Big data, inteligência artificial e ética dos dados
É difícil imaginar uma tecnologia que, atualmente, independa do uso de dados pessoais. Até mesmo um simples hábito, como a compra online, decorre da entrega de informações relevantes a empresas que as utilizam para vender cada vez mais produtos. Afinal, para um negócio se destacar na grande vitrine do mundo digital, ele precisa criar experiências personalizadas, entregando produtos diferenciados para perfis específicos de clientes. E para entender cada perfil, é preciso coletar e processar tantos dados quanto necessário para a definição do público-alvo. Via de regra, quanto mais dados forem coletados, maior é a vantagem competitiva e a precisão de vendas de uma empresa. Pelo menos até ela esbarrar em questões éticas e legais.
O que os dados podem entregar?
Da mesma forma em que as informações indicam caminhos de venda para as empresas, elas também podem revelar o estilo de vida de determinado consumidor, como padrão de vida, permitindo práticas de crimes por pessoas mal-intencionadas. Essa é uma das implicações da coleta excessiva e do tratamento inadequado de dados pessoais.
Muito se fala em proteção das informações coletadas e prevenção contra vazamentos, mas o uso ético dos dados deve ser considerado ainda antes. É importante entender quais dados realmente são necessários para atender ao objetivo almejado e se essas coletas valem os possíveis contratempos. Por exemplo, de nada adianta ter inúmeras informações para traçar seu público-alvo sob o risco de vazamentos e de quebra de confiança do consumidor. Ou, ainda, de nada adianta anonimizar os dados se o cruzamento entre eles identifica seu cliente.
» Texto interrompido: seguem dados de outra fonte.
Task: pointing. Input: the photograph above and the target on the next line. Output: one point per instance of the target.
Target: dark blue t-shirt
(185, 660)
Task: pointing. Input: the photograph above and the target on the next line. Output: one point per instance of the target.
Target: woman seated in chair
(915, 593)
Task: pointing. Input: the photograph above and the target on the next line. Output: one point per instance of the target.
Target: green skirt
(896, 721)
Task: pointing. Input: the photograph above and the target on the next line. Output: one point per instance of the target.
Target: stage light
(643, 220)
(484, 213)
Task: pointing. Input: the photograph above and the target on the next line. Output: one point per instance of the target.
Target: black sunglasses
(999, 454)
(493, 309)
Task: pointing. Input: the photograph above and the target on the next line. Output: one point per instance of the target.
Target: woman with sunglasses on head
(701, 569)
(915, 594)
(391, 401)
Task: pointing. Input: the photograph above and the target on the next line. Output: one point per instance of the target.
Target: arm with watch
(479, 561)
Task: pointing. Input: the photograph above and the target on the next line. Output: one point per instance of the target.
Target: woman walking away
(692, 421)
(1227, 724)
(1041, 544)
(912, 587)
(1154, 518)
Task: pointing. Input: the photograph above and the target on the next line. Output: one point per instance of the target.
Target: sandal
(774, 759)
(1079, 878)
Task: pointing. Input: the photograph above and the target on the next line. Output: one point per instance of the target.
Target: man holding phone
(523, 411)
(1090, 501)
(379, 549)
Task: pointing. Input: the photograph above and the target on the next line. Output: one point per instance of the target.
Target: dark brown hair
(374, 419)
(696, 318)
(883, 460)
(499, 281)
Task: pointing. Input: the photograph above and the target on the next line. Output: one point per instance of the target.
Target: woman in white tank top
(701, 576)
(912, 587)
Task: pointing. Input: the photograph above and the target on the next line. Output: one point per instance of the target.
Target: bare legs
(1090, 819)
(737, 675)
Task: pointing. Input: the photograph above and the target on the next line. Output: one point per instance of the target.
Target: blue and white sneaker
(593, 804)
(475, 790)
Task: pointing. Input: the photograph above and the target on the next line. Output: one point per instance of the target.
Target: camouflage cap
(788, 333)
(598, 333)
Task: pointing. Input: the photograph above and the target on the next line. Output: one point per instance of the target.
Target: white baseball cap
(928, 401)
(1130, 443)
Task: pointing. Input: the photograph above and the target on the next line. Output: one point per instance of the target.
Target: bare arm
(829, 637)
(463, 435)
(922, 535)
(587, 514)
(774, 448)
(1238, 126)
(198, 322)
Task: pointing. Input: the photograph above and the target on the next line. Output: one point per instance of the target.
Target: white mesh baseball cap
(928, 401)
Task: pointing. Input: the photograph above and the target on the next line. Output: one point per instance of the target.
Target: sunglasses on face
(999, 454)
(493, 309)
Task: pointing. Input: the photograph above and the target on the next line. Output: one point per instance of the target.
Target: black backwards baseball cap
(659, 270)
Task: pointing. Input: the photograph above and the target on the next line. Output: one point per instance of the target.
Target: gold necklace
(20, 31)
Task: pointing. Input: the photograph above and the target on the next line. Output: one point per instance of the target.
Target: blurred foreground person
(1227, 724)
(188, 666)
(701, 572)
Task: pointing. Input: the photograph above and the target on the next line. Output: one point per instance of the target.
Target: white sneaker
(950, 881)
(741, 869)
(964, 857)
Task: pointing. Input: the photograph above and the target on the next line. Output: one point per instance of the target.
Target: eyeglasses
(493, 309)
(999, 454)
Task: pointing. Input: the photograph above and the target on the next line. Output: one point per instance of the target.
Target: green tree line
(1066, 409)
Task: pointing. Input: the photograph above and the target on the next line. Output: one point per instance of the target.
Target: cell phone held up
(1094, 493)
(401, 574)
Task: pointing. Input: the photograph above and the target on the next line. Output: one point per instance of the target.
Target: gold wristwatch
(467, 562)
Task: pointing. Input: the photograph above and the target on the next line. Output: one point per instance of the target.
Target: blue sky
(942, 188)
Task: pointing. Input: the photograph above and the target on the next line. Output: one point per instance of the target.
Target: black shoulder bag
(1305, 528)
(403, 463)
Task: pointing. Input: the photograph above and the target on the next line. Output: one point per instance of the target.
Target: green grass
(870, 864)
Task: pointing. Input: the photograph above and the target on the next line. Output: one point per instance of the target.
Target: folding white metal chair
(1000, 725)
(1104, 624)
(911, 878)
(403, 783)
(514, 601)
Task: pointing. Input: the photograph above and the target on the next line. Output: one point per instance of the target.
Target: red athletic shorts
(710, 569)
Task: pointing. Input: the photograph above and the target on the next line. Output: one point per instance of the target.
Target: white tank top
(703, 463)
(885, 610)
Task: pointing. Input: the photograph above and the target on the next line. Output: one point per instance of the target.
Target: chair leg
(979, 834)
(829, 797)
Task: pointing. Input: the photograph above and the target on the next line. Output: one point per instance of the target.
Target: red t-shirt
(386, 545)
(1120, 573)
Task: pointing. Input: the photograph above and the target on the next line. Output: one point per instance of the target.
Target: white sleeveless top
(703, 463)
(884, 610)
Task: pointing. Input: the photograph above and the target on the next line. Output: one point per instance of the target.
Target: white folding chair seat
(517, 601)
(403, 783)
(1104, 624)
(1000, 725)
A Lei Geral de Proteção de Dados Pessoais existe, está em vigor e tem entre seus objetivos o de evitar incidentes nas empresas e exposições indevidas de informações pessoais. Estar adequado às exigências da lei é importante, mas pode-se ir além. Não é porque a lei permite determinadas condutas que elas devem ser realizadas sem um estudo, uma estratégia e um planejamento. O uso ético dos dados é pensar não apenas na questão legal como também moral.
Oversharing, a cultura do compartilhamento
A partir da presença massiva da web 2.0 e do hábito de compartilhar quaisquer dados sem a devida cautela, estamos criando máquinas e inteligência artificial totalmente dependentes do big data. Atualmente, é possível moldar escolhas e decisões dessas novas tecnologias pela análise de inúmeras informações coletadas. O problema é avaliar as devidas responsabilidades quando, por exemplo, um veículo autônomo tem em sua base de dados duas únicas alternativas: frear bruscamente e colocar em risco a integridade física de seus ocupantes ou seguir e atropelar um pedestre que acabou de surgir na sua frente.
O uso das informações por essas novas tecnologias e suas consequências também são objetos de estudos da ética dos dados.
Eticamente falando
O primeiro passo para tratar as informações pessoais de forma ética é entender que as tecnologias não são as responsáveis por danos como vazamentos, algoritmos racistas ou modulação dos resultados na entrega de anúncios online. Não é o que a tecnologia em si faz, mas com quais informações ela faz. Ou seja, quais dados as empresas coletam? Para quê? Onde e como serão usados? Como garantir a privacidade dos titulares?
Pensar em toda a trajetória dos dados, desde a coleta até a eliminação, por meio de planejamento consistente e estratégia adequada, é uma atitude ética para com as pessoas, além de uma demonstração da responsabilidade profissional da companhia. Ainda, estabelecer diretrizes de comportamentos em códigos de conduta, criar comitês de ética e de LGPD também conduzem a empresa na direção do uso ético dos dados.